Unveiling Deep Shadows: A Survey and Benchmark on Image and Video Shadow Detection, Removal, and Generation in the Deep Learning Era
Xiaowei Hu, Zhenghao Xing, Tianyu Wang, Chi-Wing Fu, Pheng-Ann Heng
TL;DR
Shadows critically affect scene understanding and visual realism; this work surveys deep-learning approaches for shadow detection, removal, and generation in images and videos. It provides a standardized benchmark framework, cross-dataset generalization studies, and analyses of model size/speed versus performance, while highlighting the growing role of large vision models and AIGC implications. Key contributions include a taxonomic survey, fair experimental comparisons, and publicly available resources to accelerate future research. The findings underscore strong progress yet emphasize gaps in generalization, multi-object/video consistency, and dataset diversity, informing practical applications in image/video editing and synthesis.
Abstract
Shadows are created when light encounters obstacles, resulting in regions of reduced illumination.
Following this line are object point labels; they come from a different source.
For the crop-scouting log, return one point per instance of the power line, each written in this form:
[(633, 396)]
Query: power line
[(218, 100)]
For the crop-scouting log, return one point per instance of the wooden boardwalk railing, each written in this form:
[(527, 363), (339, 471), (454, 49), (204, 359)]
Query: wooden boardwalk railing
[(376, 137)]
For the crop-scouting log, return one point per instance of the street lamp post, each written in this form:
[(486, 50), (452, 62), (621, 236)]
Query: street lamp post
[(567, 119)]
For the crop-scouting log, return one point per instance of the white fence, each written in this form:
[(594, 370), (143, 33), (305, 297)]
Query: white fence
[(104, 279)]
In computer vision, detecting, removing, and generating shadows are critical tasks for improving scene understanding, enhancing image quality, ensuring visual consistency in video editing, and optimizing virtual environments. This paper offers a comprehensive survey and evaluation benchmark on shadow detection, removal, and generation in both images and videos, focusing on the deep learning approaches of the past decade. It covers key aspects such as tasks, deep models, datasets, evaluation metrics, and comparative results under consistent experimental settings. Our main contributions include a thorough survey of shadow analysis, the standardization of experimental comparisons, an exploration of the relationships between model size, speed, and performance, a cross-dataset generalization study, the identification of open challenges and future research directions, and the provision of publicly available resources to support further research in this field.